I wear sunglasses because the light really bothers my eyes, it is quite painful to be honest so it is more comfortable for me to wear them even inside. I am not hiding my eyes because they do not look normal I am simply saving myself the pain and discomfort of having the lights shine in my eyes. So just because you see someone with a white cane or a guide dog do not assume that they can or can not see anything.

3. Blind people can not live on their own.
Why Not ? What would be stopping someone from living alone. People who are blind or partially sighted are more than capable of cooking,cleaning, grocery shopping, paying bills, answering a phone, telling time so what would be the reason that they can not live alone. This one is ridiculous to me, this notion that people who are blind are helpless individuals who are in need of help all the time is crazy. There is absolutely no reason why someone who is blind needs to be treated like a toddler.

There are many myths about blindness out there, we need to remember that people all have different abilities and lifestyles and their disability should not be a factor in why you think they are not or are doing something.

Blind Parenting

I am blessed with three beautiful children, ages 12, nine and eight. Things are a little crazy at our house, but isn’t it always with three kids?

My ability to parent as a person who is blind has come into question many times. Not because I’m not capable of raising my own children, but because people can’t understand how I can do it blind.

There is no reason why someone who is blind or partially sighted can’t raise children if they so choose to. I believe it takes a village to raise a child, and this is the same whether you are sighted or not. Having a support system in place has been essential for me. My support system however, doesn’t help me with the day-to-day care of my kids. They help with the things that are barriers to being blind. The main one is driving. I live in rural Saskatchewan and need to travel to appointments and to get groceries. This is hard with no public transportation in my community, so I need help with this.

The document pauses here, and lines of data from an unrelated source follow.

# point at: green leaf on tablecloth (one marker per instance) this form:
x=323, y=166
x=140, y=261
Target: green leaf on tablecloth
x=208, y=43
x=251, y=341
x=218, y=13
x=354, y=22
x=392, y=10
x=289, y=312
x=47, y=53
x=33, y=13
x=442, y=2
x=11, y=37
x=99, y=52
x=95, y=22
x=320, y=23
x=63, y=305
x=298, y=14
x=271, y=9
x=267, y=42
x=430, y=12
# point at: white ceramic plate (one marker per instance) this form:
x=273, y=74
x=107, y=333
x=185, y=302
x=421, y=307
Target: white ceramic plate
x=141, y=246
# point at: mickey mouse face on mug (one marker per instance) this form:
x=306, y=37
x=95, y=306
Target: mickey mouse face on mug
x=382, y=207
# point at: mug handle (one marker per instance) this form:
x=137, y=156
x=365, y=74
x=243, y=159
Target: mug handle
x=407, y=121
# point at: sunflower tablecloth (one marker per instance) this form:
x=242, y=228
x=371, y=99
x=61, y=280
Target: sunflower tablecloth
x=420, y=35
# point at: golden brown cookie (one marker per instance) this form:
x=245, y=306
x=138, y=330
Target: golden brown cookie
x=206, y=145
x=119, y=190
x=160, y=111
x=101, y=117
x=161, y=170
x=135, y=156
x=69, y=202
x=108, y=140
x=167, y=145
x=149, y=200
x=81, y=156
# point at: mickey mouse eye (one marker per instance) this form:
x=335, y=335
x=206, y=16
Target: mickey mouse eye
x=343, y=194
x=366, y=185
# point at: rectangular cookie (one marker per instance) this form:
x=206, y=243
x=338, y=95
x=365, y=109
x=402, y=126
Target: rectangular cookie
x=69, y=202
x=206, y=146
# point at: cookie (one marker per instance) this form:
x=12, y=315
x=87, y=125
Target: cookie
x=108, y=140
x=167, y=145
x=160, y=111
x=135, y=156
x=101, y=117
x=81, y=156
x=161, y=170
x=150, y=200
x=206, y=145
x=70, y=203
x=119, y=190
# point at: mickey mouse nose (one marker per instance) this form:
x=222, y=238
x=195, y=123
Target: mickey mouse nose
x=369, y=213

Many people can’t believe I don’t have a nanny because I am blind. I don’t need a nanny, my kids are not in any danger and never have been. Yes, I have had to do things a little differently, but this never affected my ability to be a good parent.

When the kids were toddlers they had to stay close to me when walking, or at the park they were not allowed to run away. We also established rules like: when mom calls your name you answer and come check in. Visiting places I was not familiar with, or in crowds, my kids benefited from my low vision because I was always right there playing with them, so that I could keep them in my view. Did they miss out when they were younger on all the things that toddlers and young children like to do? Not in the slightest.

When it comes to making sure they are safe in our home, I have established rules and we communicate all the time. When I ask a question the kids know that a head nod will not suffice and they must answer. They have also learned that mom can hear an eye roll in their voice and you will never get away with walking in the house with your shoes on!

There are things in the home that I have to ask for help with, but they don’t affect my ability to parent. I ask my husband to measure out liquid medications and help me figure out the dosage. I also get my kids to help read instructions on foods or recipes, which has made us closer and teaches my kids new skills.

People’s perception of what I am capable of is what makes it hard to parent, not my abilities.